My guess is that most readers will understand the reasons for the first two of these. What some may  understand less, is why the referendum process was flawed. Cameron's arrogance was the root cause of this. Cameron being a rather shifty sort of character made the referendum an 'advisory referendum'm with no legally binding power. This sleight of hand was his backstop, a statement of complete contempt for the UK electorate. I believe that Cameron should have posed a very different question and made it legally binding. 

The question should have been Please choose one of the following two options which would be legally binding. 

Do you want to:

1. Remain in the EU on the current terms and conditions
2. Leave the EU, Customs Union, ECJ and all other institutions of the European Union on or before the 23rd June 2021. 

That way, everyone would have had a clear understanding of exactly what it meant and there would not be a period of drift. There would have been a proper debate, rather than the one where all sorts of dishonest claims were made by both sides. I happen to believe if the the truth of what the #Leave campaign was asking for was debated had been set out, the result would have been different. If it hadn't, there would have been a set period to properly manage the process. As it is, we are three years into the process and still no one knows the likely future relationship between the EU and the UK. 
I have many leave supporting friends, who feel let down. They are right to. They were mislead about the true nature of the referendum.
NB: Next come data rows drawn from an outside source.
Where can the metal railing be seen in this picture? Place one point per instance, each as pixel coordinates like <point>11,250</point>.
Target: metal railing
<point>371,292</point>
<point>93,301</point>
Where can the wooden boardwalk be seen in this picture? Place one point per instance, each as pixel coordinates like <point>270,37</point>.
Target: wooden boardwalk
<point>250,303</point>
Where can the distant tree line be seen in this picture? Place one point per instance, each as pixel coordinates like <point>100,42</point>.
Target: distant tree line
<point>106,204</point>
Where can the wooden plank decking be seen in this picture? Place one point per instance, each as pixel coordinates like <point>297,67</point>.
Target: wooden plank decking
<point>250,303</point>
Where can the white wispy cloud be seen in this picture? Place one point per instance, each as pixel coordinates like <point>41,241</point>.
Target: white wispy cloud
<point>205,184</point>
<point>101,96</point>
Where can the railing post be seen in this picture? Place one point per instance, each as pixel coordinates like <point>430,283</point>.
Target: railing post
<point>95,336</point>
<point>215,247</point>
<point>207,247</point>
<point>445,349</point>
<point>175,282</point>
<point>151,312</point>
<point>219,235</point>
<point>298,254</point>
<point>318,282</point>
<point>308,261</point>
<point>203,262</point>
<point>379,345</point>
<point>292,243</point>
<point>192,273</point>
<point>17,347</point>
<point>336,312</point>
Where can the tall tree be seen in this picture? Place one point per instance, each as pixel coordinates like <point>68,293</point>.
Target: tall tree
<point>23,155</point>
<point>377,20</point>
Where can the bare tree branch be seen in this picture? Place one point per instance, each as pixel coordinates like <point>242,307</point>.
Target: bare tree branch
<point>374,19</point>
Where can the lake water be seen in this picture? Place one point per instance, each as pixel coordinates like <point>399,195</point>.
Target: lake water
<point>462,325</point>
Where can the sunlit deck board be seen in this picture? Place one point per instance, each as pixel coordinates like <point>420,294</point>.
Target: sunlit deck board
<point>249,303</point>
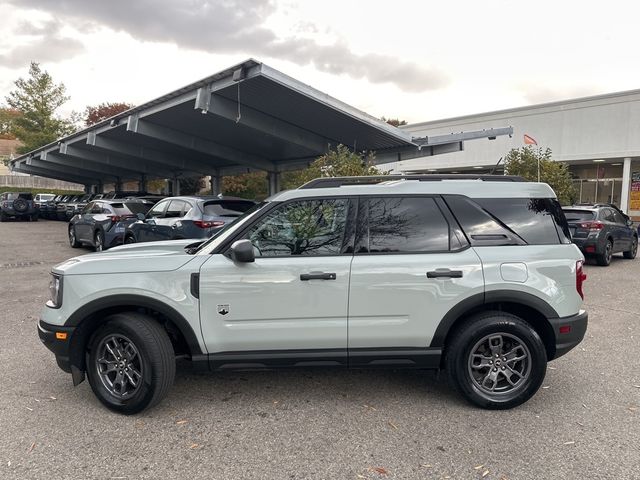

Oddly, they state that the lies such as the £350 million a week don't bother them and that despite the referendum having no legal standing, they believe it should be set in stone. Constitutionally, they have two options. The first is to accept that Parliament can do what it likes or ask for a second, legally binding referendum. The #Leave campaign's main argument was that Parliament should be sovereign, but this is then rejected in the matter of the referendum. 

Due to Cameron, we are now faced with a situation where the country is divided, two of the parts of the Union are likely to leave and our two party system is likely to fall apart. People like my son., who turned 19 yesterday, had no vote. the #Brexit vote was largely won by older voters. When my son is my age in 2050, I wonder what him and his peers will think of what we've done.

In a couple of weeks time, we have elections to the European parliament. This is the nearest thing we are likely to get to a referendum. The Parliament is elected by proportional representation. If you care about sorting this mess out, please voter for a party with a clear manifesto commitment to remain in the EU. This means The Lib Dems, The Greens, Change, The SNP,  or Plaid Cymru. If you are a #Leave voter, I strongly urge you not to vote for the #Brexit party. They have not published a manifesto and so you are writing Nigel Farage a blank cheque. To stand in an election without saying what you stand for should be illegal. Farage is no friend of the working class. He is no friend of the NHS. If you give him your vote, you may well find that you have enabled a very dangerous man. No intelligent person can possibly believe that his refusal to publish a manifesto is anything other than exceptionally dodgy. 
The bottom line is that whilst the people who voted #Brexit feel a sense of betrayal and are probably right about the way they were mislead as to what the result would mean, the people who have really been betrayed are those who were too young to vote, but who will have to live with the fall out. I asked a #Leave friend, during a heated conversation a couple of weeks ago, what his opinion was of people like my son, who had no vote and who had to live with the consequence. He replied "F*** them". 

That is the world that David Cameron built. History will be his judge. Sadly I suspect that by the time my son is reading those history books, he will be an English rather than a British citizen.